Rob Andrew, the director of elite rugby at Twickenham, accompanied Attwood to the hearing, and the 23-year-old forward was represented, albeit from afar, by Richard Smith QC, who has been arguing on behalf of troubled England tourists for the last seven years. Work commitments prevented Smith from travelling here, but he was able to participate via a conference call facility and wasted little time in convincing Tully of the obvious procedural difficulties. With the IRB concerned at the potential for a really serious case of on-field violence to go unpunished because of regulatory errors, the England management may make a diplomatic gesture by warning Attwood, whom they regard extremely highly, to be a little more careful in future. The first of the alleged stamps, on the Wallaby scrum-half Josh Valentine, was not obvious on the match video, but the Australians certainly felt he had a case to answer in respect of a second-half incident involving his opposite number Mitchell Chapman, who needed treatment for a head wound before returning to the fray.

Ironically enough, a fully independent disciplinary team is about to arrive in town ahead of the first Test with the Wallabies this weekend and will stay in Australia for the two remaining matches on this leg of the tour: another meeting with the Barbarians in Gosford next Tuesday, followed by the concluding international in Sydney on Saturday week. Quite why the ARU did not save themselves a whole lot of trouble by flying them in a couple of days earlier is anyone's guess.

Meanwhile, the Northampton flanker Phil Dowson, one of the stand-out players in last season's Guinness Premiership, has been summoned as replacement for the stricken Leeds flanker Hendre Fourie, out of the tour with calf and ankle problems. Fourie started against the Barbarians and distinguished himself with a try-saving tackle on Berrick Barnes before calling it quits at half-time. Dowson, unlucky not to make the cut in the first place, arrives tomorrow from America, where he was on Churchill Cup duty with the England Saxons.
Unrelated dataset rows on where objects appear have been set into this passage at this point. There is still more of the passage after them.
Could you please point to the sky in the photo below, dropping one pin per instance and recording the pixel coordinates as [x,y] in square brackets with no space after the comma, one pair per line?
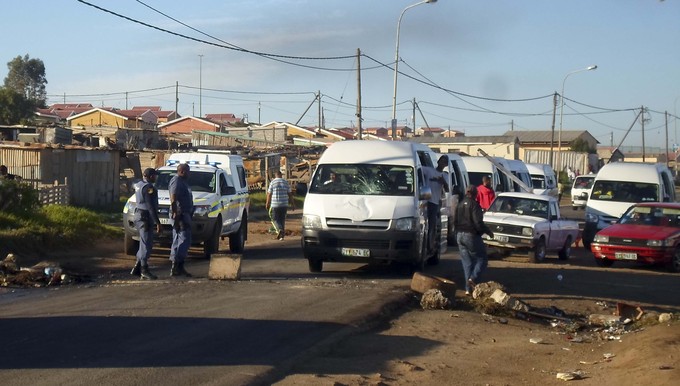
[481,67]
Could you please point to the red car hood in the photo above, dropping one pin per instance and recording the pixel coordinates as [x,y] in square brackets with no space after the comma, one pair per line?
[648,232]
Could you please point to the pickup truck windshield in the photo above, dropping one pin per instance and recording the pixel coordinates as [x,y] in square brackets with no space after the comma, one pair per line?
[363,179]
[198,181]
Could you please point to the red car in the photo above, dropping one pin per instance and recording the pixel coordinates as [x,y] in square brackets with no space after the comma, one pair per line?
[647,233]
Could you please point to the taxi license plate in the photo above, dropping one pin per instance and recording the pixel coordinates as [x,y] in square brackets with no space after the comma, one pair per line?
[356,252]
[625,256]
[501,238]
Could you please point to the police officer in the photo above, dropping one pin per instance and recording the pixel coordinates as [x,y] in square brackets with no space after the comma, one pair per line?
[181,210]
[146,219]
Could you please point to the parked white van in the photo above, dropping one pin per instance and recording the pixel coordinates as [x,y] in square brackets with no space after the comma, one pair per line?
[619,185]
[458,183]
[478,167]
[375,210]
[543,179]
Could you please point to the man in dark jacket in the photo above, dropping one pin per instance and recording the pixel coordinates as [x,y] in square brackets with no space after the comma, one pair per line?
[470,227]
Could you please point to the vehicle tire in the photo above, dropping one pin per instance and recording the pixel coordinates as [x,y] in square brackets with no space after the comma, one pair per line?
[565,252]
[212,245]
[237,241]
[537,254]
[315,265]
[451,235]
[604,262]
[674,265]
[130,245]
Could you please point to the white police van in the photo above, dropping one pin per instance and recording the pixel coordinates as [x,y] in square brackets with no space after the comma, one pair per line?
[221,202]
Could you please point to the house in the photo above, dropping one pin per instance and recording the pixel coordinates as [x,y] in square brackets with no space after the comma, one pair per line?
[111,117]
[224,119]
[185,125]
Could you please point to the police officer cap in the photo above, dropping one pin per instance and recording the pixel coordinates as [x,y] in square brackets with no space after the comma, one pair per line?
[148,172]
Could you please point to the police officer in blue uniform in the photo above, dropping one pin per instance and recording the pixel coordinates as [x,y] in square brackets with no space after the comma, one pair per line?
[181,210]
[146,220]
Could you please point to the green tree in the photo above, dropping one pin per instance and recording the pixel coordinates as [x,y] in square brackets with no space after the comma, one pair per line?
[14,108]
[27,77]
[580,145]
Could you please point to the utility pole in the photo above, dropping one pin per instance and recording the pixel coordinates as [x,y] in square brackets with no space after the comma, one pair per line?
[414,116]
[642,123]
[176,96]
[552,131]
[359,93]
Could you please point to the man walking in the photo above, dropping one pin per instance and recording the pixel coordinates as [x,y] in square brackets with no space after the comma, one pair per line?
[279,197]
[485,193]
[146,220]
[470,227]
[436,178]
[181,210]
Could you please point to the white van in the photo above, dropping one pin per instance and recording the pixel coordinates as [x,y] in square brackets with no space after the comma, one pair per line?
[478,167]
[458,183]
[543,179]
[519,169]
[619,185]
[376,208]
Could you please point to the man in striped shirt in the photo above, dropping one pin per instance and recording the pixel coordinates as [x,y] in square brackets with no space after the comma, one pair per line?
[279,197]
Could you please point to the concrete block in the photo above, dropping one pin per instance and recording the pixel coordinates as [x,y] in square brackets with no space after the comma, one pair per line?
[225,267]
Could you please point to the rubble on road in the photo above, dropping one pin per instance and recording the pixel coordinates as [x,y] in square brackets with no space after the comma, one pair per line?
[43,274]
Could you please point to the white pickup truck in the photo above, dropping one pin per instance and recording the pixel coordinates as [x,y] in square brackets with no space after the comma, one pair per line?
[221,202]
[529,222]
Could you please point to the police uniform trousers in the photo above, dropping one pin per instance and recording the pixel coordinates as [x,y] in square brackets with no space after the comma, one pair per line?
[181,240]
[143,225]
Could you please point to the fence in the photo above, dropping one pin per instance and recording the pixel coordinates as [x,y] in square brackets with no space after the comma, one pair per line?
[54,194]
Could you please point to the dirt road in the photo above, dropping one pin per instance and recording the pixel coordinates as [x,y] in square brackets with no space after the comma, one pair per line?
[462,346]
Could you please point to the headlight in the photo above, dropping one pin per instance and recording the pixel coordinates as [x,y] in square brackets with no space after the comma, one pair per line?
[311,221]
[201,210]
[405,224]
[591,217]
[658,243]
[601,239]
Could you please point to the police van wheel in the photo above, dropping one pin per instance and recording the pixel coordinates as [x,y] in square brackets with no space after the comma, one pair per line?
[212,245]
[130,245]
[237,241]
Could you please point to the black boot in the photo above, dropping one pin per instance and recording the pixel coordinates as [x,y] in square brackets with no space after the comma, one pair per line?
[146,274]
[137,270]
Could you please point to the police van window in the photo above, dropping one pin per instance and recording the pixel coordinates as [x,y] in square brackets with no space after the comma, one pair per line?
[242,176]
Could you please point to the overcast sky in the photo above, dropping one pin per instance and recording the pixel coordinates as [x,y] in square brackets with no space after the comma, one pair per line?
[477,66]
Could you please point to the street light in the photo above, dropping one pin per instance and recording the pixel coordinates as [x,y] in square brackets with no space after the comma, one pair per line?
[559,135]
[200,85]
[396,67]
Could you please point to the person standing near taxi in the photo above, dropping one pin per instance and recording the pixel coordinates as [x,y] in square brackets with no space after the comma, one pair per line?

England were naming their Test side today, with Shontayne Hape, the Bath centre, expected to be the sole debutant in the starting combination. The appearance of a strapping, hard-tackling newcomer in the red-rose midfield will confirm the Wallaby nation in its collective view that the tourists have come here with a defensive mindset, but as Mark Cueto, one of the more experienced backs in the party, pointed out yesterday, teams do not have to throw the ball around to win a Test.

"We have some continuity as a group and I'm as confident as I've ever been that we can play good rugby against the best sides in the world," the Sale wing remarked. "But to anyone watching the game on Tuesday, it was pretty obvious that we were the dominant side up front, and if you're dominating an area of the contest, why start doing something else just to please other people? You hammer away at it, don't you? We won't be afraid to keep using our forwards, whether or not we're labelled 'boring'."

John Steele, the former Northampton outside-half and coach, will succeed Francis Baron as the Rugby Football Union's chief executive in the autumn. Steele has spent the last five years performing a similar role at UK Sport.